Tidak ada. Sama sekali tidak ada. Yang bisa kita lakukan hanyalah menyibukkan diri pada sebanyak mungkin agenda kebaikan yang akan melebur keburukan, serta bertawakkal. Toh tidak ada sehelai daunpun yang jatuh tanpa seijin-Nya. Dan apalagi segala macam peristiwa-peristiwa besar yang menyelimuti kita. Pasti, pasti ada hikmahnya.
Maka hari itu, ketika seseorang bersama memori buruk yang melekat tentang dirinya, datang tiba-tiba, saya bisa dengan sumringah menyambutnya. Saya bisa memilih untuk menjadi sedih, untuk marah, atau bahkan membuang muka tak suka. Tapi lagi-lagi, buat apa? Apakah memori itu menjadi hilang kemudian dengan serta-merta?
Tidak ada yang dapat menghapus apa yang sudah terjadi.
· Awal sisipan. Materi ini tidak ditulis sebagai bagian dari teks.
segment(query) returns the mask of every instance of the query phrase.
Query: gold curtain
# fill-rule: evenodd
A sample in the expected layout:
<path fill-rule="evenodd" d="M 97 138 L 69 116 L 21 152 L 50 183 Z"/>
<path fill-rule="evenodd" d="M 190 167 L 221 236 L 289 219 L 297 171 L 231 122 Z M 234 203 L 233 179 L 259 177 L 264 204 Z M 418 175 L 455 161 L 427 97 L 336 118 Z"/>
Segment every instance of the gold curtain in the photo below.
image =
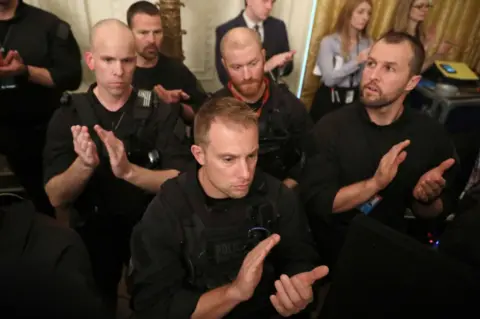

Jadi saya memutuskan untuk beranjak berdiri sembari berharap semoga apa yang pernah terjadi serta apa yang saya lakukan di hari ini dan nanti, bisa membuat saya semakin bijak menata diri.
Tidak ada yang bisa membuatnya hilang, lenyap, atau berubah seketika. Mengasihani diri sendiri sama saja dengan membunuh waktu dan membiarkannya terlewat sia-sia, sementara hari esok menunggu untuk dilukis secepatnya. Betul, sama sekali tidak mudah, tapi sama sekali tidak mustahil pula untuk dicoba. Hanya perlu itu: kemauan untuk mencoba. Berani? :)
"Face your past without regret.
Life is wonderful if you know how to live it."
Friday, July 04, 2008; 3:06 pm.
Untuk seorang sahabat lama yang muncul tiba-tiba, welcome :)
²demon : setan. Dalam mata kuliah psikologi kognitif semester awal, ilustrasi gambar yang diberikan untuk jejak-jejak ingatan adalah gambar setan-setan kecil bertanduk yang membawa garu. Ia mencuat dimana-mana dalam kognisi kita dan muncul begitu saja sebagai representasi buah-buah pikiran.